促进和简化微生物适应性实验室进化的高级策略和工具。

Advanced strategies and tools to facilitate and streamline microbial adaptive laboratory evolution.

机构信息

MOE Key Laboratory for Industrial Biocatalysis, Institute of Biochemical Engineering, Department of Chemical Engineering, Tsinghua University, Beijing 100084, China.

MOE Key Laboratory for Industrial Biocatalysis, Institute of Biochemical Engineering, Department of Chemical Engineering, Tsinghua University, Beijing 100084, China; Center for Synthetic and Systems Biology, Tsinghua University, Beijing, 100084, China.

出版信息

Trends Biotechnol. 2022 Jan;40(1):38-59. doi: 10.1016/j.tibtech.2021.04.002. Epub 2021 May 3.
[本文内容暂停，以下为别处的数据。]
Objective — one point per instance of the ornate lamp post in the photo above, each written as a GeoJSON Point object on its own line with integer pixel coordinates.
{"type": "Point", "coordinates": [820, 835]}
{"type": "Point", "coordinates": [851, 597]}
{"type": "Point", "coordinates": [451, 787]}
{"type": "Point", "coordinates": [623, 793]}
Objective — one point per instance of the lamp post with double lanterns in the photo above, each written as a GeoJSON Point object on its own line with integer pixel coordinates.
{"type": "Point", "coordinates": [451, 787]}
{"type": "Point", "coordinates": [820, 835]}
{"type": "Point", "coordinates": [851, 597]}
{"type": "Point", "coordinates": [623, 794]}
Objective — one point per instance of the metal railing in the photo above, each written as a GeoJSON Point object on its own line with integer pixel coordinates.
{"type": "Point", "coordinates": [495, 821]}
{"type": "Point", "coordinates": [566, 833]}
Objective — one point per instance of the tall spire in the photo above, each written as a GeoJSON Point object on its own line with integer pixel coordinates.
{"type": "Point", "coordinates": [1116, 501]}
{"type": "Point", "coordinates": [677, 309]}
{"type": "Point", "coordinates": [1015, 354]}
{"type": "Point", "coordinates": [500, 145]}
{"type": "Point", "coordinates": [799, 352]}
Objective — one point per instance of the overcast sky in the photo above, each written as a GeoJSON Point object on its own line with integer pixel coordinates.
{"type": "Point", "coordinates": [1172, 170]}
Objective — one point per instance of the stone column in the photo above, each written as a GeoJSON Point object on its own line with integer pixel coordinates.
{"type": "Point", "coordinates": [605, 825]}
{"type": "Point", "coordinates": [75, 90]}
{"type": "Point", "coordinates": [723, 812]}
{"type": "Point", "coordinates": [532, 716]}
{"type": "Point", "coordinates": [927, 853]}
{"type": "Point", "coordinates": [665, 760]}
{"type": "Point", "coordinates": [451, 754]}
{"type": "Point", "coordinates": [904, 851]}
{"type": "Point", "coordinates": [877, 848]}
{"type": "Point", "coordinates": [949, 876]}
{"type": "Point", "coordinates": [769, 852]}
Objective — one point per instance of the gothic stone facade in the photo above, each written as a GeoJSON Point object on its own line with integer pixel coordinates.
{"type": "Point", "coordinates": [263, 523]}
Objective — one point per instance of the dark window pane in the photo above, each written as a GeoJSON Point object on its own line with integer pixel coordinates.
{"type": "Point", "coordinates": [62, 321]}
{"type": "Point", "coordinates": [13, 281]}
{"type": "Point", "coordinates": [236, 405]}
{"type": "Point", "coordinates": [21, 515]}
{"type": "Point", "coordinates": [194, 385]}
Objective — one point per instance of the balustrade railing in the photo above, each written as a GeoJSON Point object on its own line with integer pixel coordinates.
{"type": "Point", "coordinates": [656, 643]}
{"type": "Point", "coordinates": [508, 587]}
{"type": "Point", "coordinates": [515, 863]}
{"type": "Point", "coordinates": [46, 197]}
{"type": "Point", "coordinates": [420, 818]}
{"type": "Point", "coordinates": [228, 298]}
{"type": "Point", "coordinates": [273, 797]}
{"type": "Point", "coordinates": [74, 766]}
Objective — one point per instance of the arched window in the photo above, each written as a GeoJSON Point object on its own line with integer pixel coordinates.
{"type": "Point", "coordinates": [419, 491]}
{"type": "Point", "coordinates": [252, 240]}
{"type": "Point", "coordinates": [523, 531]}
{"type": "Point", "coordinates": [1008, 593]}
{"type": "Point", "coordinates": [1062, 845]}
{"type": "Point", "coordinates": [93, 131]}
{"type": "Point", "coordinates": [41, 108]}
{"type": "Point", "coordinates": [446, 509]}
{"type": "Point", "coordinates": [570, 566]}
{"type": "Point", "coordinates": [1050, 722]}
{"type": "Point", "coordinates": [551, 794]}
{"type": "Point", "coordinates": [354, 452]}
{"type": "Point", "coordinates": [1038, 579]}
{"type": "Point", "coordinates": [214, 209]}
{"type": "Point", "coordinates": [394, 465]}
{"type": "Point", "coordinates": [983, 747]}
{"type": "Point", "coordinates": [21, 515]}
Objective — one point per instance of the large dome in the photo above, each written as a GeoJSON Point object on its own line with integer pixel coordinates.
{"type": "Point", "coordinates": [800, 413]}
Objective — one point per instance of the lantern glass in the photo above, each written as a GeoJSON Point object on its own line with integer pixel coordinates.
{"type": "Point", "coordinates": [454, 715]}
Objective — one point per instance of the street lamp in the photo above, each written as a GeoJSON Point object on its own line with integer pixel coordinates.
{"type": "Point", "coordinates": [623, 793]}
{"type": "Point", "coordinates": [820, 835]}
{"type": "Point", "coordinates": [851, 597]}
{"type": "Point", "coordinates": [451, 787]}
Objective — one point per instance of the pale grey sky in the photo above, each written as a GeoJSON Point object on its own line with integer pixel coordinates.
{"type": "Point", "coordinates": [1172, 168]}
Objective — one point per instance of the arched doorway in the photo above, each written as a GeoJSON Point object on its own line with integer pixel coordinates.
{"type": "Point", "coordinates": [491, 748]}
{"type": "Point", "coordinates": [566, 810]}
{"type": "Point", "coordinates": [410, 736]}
DOI:10.1016/j.tibtech.2021.04.002

PMID:33958227

Abstract

Adaptive laboratory evolution (ALE) has served as a historic microbial engineering method that mimics natural selection to obtain desired microbes. The past decade has witnessed improvements in all aspects of ALE workflow, in terms of growth coupling, genotypic diversification, phenotypic selection, and genotype-phenotype mapping. The developing growth-coupling strategies facilitate ALE to a wider range of appealing traits. In vivo mutagenesis methods and multiplexed automated culture platforms open new gates to streamline its execution. Meanwhile, the application of multi-omics analyses and multiplexed genetic engineering promote efficient knowledge mining. This article provides a comprehensive and updated review of these advances, highlights newest significant applications, and discusses future improvements, aiming to provide a practical guide for implementation of novel, effective, and efficient ALE experiments.

摘要

适应性实验室进化 (ALE) 是一种历史悠久的微生物工程方法，它模拟自然选择来获得所需的微生物。过去十年中，ALE 工作流程的各个方面都得到了改进，包括生长偶联、基因型多样化、表型选择和基因型-表型映射。不断发展的生长偶联策略使 ALE 能够应用于更广泛的吸引人的特性。体内诱变方法和多路复用自动化培养平台为简化其执行开辟了新的途径。同时，多组学分析和多路复用遗传工程的应用促进了有效的知识挖掘。本文全面而详尽地综述了这些进展，重点介绍了最新的重要应用，并讨论了未来的改进，旨在为新型、有效和高效的 ALE 实验的实施提供实用指南。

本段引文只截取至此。